Sat, Feb 06, 2016 - Page 12 News List

More than just good for you

Spinach is endlessly touted as being healthy, but the fact that it is also delicious is often neglected

By Ian Bartholomew  /  Contributing reporter

Spicy cocoa ribs with warm green lentil salad is perfect for the winter — warming, nutritious and full of flavor.

Photo by Ian Bartholomew

Spinach has long been promoted for its healthful benefits. So much so that its flavor, so delightfully bittersweet, is often forgotten about. My youth was dominated by spinach-popping Popeye the Sailor Man and boxes of frozen spinach, a green mush that seemed to have more in common with gardening mulch than with food. Neither made the vegetable appealing. The eagerness with which adults wanted to feed spinach to kids has probably bred a whole generation who find even the thought of the stuff off putting. It is in fact one of nature’s great culinary gifts.

Having endured the hectoring of health professionals and parents about the importance of eating all your spinach to make you strong and healthy, it is darkly ironic that spinach has now been shown to have dark secrets, or at least one dark secret.
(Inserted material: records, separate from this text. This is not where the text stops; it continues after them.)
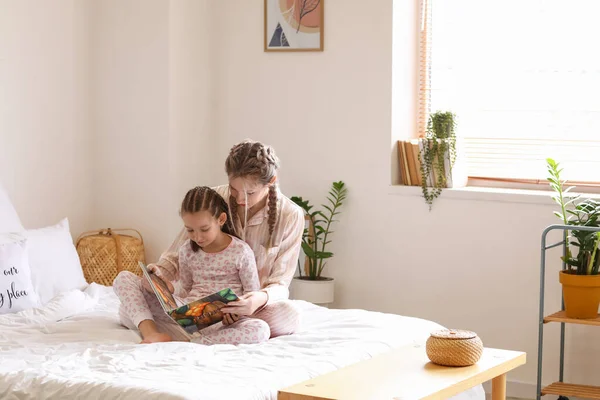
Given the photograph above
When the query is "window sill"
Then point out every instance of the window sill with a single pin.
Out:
(476, 193)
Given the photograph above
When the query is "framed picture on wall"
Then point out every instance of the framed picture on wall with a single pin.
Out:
(294, 25)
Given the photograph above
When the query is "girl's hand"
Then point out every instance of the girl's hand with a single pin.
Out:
(146, 285)
(229, 319)
(247, 304)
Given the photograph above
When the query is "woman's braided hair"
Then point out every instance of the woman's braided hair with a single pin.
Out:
(250, 158)
(203, 198)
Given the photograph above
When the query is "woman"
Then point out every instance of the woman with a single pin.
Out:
(270, 223)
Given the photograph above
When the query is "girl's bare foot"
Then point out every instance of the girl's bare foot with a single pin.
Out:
(150, 333)
(157, 337)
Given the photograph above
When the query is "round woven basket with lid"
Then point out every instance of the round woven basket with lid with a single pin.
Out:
(454, 348)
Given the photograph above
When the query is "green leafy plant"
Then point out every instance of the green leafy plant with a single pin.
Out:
(584, 213)
(438, 144)
(316, 237)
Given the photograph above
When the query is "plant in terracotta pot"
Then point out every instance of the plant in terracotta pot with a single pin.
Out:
(311, 285)
(579, 277)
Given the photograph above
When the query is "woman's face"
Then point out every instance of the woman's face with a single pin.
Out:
(255, 192)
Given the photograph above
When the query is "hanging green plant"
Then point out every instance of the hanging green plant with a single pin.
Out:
(437, 155)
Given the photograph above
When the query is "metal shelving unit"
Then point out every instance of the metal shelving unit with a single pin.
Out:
(560, 388)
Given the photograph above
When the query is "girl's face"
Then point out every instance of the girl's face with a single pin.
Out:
(255, 191)
(202, 227)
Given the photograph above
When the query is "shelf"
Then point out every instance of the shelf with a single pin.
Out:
(561, 317)
(570, 389)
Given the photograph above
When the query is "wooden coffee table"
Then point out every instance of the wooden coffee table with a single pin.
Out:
(406, 373)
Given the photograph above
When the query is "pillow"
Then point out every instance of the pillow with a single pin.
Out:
(54, 262)
(9, 220)
(16, 289)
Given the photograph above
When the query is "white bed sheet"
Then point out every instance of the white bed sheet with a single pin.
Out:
(75, 348)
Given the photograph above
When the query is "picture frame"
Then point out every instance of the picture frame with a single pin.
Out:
(293, 25)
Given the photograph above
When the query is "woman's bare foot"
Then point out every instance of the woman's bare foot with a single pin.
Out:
(157, 337)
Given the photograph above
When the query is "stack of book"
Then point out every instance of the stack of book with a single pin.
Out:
(410, 154)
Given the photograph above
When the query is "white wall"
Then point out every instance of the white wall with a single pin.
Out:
(467, 264)
(151, 92)
(45, 140)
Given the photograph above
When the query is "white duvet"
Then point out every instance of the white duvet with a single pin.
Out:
(75, 348)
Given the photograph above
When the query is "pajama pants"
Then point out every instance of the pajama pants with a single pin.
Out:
(137, 304)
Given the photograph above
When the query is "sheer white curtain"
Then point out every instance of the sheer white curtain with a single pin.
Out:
(523, 78)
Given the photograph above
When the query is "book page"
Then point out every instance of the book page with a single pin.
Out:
(204, 312)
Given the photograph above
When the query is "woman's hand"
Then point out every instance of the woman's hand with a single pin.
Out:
(247, 304)
(229, 319)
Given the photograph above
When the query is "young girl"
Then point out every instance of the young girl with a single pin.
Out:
(213, 258)
(272, 225)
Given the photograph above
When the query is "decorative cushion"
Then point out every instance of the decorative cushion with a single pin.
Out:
(9, 220)
(54, 262)
(16, 288)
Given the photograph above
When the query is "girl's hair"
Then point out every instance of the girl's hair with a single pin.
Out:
(203, 198)
(253, 159)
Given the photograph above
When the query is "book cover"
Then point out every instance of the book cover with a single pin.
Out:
(194, 316)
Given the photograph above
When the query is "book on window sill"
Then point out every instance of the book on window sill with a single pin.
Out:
(193, 316)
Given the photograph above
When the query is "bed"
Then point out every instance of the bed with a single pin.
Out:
(67, 342)
(75, 348)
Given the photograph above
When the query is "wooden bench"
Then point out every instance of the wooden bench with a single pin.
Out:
(406, 373)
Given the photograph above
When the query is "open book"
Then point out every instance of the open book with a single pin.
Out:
(194, 316)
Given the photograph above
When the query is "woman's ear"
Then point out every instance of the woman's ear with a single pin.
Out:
(222, 219)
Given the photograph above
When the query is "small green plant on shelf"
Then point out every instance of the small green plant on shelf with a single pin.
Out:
(572, 212)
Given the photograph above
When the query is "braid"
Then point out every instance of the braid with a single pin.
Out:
(272, 211)
(252, 159)
(233, 208)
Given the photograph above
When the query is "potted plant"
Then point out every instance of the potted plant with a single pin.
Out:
(580, 279)
(437, 155)
(311, 285)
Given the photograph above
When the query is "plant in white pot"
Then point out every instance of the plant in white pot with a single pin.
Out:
(437, 155)
(312, 286)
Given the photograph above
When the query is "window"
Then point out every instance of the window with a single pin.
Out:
(522, 77)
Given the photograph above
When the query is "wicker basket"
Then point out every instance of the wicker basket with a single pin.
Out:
(454, 348)
(103, 254)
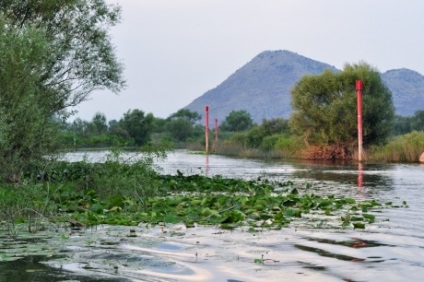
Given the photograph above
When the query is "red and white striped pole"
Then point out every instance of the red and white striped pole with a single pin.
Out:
(359, 88)
(207, 129)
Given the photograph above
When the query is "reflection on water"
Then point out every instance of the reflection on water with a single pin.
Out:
(392, 249)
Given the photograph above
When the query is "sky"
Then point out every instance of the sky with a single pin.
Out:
(176, 50)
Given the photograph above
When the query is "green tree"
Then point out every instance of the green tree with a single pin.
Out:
(27, 127)
(181, 125)
(325, 107)
(53, 54)
(98, 124)
(256, 135)
(237, 121)
(138, 125)
(80, 56)
(180, 128)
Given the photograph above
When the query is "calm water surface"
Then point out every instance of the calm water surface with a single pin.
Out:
(392, 249)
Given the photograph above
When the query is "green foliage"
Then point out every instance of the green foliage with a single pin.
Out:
(79, 56)
(237, 121)
(186, 114)
(131, 192)
(325, 107)
(268, 128)
(403, 125)
(27, 130)
(53, 54)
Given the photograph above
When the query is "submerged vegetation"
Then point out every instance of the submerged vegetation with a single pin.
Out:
(119, 193)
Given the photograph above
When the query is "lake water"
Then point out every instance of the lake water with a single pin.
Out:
(392, 249)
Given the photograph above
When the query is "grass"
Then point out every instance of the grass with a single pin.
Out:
(132, 193)
(405, 148)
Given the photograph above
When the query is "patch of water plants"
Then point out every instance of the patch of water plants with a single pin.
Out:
(117, 193)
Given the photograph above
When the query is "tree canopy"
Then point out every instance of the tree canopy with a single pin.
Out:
(325, 107)
(53, 54)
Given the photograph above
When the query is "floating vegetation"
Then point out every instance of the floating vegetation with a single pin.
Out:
(110, 193)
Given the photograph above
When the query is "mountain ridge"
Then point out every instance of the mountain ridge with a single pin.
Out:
(262, 87)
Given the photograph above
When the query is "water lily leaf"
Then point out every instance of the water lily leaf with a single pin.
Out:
(359, 225)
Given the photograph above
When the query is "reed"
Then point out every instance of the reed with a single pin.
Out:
(405, 148)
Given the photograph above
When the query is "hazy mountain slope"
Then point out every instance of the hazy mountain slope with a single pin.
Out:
(407, 87)
(262, 87)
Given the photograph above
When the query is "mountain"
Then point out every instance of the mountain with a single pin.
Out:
(407, 87)
(262, 87)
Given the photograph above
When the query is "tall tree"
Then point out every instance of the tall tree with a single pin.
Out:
(325, 107)
(53, 54)
(80, 56)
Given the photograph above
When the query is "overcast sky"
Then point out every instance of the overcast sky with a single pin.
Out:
(176, 50)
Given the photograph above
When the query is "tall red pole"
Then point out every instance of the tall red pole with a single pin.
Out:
(207, 129)
(359, 87)
(215, 143)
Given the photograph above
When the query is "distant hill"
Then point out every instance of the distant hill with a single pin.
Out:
(262, 87)
(407, 87)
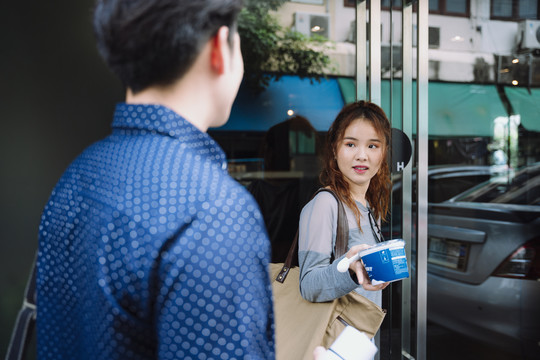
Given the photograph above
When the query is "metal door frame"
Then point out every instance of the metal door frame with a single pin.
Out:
(368, 86)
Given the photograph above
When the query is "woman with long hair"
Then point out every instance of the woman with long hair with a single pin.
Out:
(356, 168)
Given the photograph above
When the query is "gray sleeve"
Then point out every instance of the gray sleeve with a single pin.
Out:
(319, 279)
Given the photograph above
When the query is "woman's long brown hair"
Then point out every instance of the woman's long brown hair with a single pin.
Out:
(378, 193)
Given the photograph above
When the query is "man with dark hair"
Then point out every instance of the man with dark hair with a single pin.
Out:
(147, 247)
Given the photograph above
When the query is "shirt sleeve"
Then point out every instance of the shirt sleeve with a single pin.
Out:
(319, 278)
(215, 298)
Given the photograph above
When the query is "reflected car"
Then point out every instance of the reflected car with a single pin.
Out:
(484, 262)
(444, 182)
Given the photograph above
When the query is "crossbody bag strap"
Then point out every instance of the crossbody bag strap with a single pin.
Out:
(342, 238)
(26, 318)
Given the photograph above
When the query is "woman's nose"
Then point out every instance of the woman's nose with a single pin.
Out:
(361, 154)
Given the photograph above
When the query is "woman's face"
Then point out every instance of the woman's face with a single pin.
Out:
(359, 154)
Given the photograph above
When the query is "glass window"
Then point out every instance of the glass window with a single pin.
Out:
(528, 9)
(514, 9)
(502, 8)
(447, 7)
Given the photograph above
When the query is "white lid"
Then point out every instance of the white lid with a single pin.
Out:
(351, 344)
(390, 244)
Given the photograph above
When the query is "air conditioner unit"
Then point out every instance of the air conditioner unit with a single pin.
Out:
(434, 37)
(529, 34)
(312, 24)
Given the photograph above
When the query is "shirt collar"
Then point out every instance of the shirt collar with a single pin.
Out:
(162, 120)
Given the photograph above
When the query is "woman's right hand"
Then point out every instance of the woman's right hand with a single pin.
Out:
(358, 268)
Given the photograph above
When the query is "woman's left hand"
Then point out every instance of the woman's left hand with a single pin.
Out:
(358, 268)
(364, 279)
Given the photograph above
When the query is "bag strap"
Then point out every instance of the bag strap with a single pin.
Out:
(342, 238)
(26, 319)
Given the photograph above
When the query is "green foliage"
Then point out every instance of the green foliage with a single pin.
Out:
(271, 51)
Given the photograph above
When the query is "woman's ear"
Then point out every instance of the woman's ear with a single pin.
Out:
(219, 48)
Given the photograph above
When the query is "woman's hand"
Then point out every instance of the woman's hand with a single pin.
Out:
(358, 268)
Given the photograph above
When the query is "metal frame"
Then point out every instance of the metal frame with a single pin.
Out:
(368, 86)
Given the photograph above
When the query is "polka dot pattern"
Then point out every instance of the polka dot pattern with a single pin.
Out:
(148, 249)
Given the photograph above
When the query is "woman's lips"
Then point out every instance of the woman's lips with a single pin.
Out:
(360, 169)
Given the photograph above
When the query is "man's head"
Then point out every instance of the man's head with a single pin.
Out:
(155, 42)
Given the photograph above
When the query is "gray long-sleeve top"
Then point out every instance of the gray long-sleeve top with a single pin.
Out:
(319, 279)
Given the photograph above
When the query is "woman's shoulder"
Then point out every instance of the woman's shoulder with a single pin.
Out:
(323, 199)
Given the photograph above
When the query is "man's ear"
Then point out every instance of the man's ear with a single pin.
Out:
(219, 48)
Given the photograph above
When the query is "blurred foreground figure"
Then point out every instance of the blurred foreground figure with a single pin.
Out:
(147, 248)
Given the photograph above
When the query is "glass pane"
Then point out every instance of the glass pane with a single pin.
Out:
(502, 8)
(528, 9)
(456, 6)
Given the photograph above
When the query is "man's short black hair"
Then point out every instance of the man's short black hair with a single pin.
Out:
(154, 42)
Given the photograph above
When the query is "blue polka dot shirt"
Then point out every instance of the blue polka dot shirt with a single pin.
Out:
(148, 249)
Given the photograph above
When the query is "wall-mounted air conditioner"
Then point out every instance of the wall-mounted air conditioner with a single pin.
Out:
(312, 24)
(434, 37)
(529, 34)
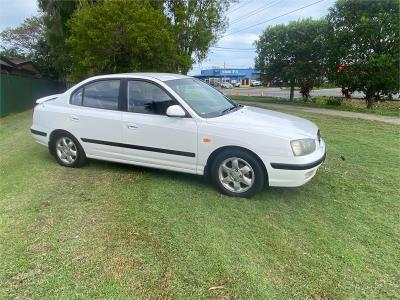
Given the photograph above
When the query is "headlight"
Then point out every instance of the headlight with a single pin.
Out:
(303, 146)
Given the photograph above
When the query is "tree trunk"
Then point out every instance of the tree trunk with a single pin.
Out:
(370, 98)
(291, 92)
(370, 102)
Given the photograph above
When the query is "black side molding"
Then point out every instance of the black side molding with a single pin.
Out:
(37, 132)
(299, 167)
(137, 147)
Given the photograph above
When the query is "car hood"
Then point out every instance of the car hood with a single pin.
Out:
(47, 98)
(261, 120)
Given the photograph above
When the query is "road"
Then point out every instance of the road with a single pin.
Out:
(330, 112)
(285, 93)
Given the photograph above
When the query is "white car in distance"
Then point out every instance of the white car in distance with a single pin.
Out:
(178, 123)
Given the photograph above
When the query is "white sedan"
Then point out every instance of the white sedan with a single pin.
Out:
(178, 123)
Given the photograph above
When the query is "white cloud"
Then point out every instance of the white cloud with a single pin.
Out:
(13, 12)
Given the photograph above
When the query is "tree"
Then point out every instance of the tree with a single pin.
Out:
(27, 41)
(197, 26)
(363, 39)
(293, 54)
(56, 15)
(120, 36)
(22, 40)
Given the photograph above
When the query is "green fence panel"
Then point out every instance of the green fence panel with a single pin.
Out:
(19, 93)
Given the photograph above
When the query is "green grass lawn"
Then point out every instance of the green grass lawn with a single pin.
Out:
(385, 108)
(116, 231)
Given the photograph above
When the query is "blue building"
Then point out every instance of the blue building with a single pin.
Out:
(217, 76)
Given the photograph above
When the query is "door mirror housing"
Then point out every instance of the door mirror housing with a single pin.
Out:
(175, 111)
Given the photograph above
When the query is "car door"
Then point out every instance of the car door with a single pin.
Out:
(96, 118)
(151, 137)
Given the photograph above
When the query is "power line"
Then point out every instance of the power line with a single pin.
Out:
(245, 3)
(231, 48)
(280, 16)
(255, 12)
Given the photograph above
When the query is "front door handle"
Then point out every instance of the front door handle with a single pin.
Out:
(132, 126)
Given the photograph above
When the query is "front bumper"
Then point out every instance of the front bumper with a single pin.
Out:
(297, 171)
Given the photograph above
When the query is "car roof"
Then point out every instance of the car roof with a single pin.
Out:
(159, 76)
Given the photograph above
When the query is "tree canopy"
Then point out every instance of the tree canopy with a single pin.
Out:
(293, 54)
(120, 36)
(56, 14)
(364, 46)
(27, 41)
(196, 25)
Last year it was ranked seventh in the Environmental Working Groups dirty dozen list of fruit and veg with the highest levels of pesticide residue. (It is the second highest vegetable, the top taken up with fruit. Apples rank at the very top, but at least those can be peeled.)

Writer Deborah Madison in her Vegetable Literacy goes so far as to say that spinach “is not good for you unless you insist on buying organic or you grow your own sans chemicals.” Fortunately, organic spinach is available from some of the better supermarket chains, and growing it is relatively easy. Most spinach that I’ve seen in Taiwan is sold at a relatively early stage of development, and these tender leaves only want the gentlest and quickest of cooking to bring out their lovely texture and color. And then of course, untainted by pesticide, the vast array of nutritional value is showered forth.

Spinach is regarded by many as one of the most nutritionally rich vegetables on the planet and as a member of the chenopod family, which includes amaranth, beets, chard and quinoa, it has many health benefits not readily available from other food families. It is particularly associated with growing strong bones, and is one of the best sources of bone-strengthening elements such as calcium and magnesium, as well as vitamins in the K group. It is also rich in iron, which plays a major role in the function of red blood cells that help transport oxygen around the body, in energy production and DNA synthesis. Given the very long list of vitamins and minerals it contains, and their many salutary effects on the body, it is probably sufficient to say that eating lots of organic spinach will help you live longer and stronger.

Popeye ate his spinach from a can, which is unfortunate since such storage would probably greatly reduce the availability of nutrients. The World’s Healthiest Foods Web site recommends boiling spinach to free up the oxalic acid and allow it to leach out into the water, which is then discarded. Oxalic acid is the element that sometimes makes your tongue feel a bit furry after eating spinach and one reason, other than the monotony about hearing about how good it is for you, that puts so many children off spinach.

The tender leaves that I have found most often sold in Taiwan are so delicate that boiling is unnecessary and tends to reduce the leaves rather quickly to mush. Personally I favor a light saute in oil with a bit of garlic, a process that needs only a couple of minutes. If you are feeling decadent, spinach has the capacity of absorbing vast quantities of butter, and cooking in butter, with the addition of cream, and even eggs, allows the transformation of this leafy green into a dish of satiny smoothness and splendid artery clogging richness.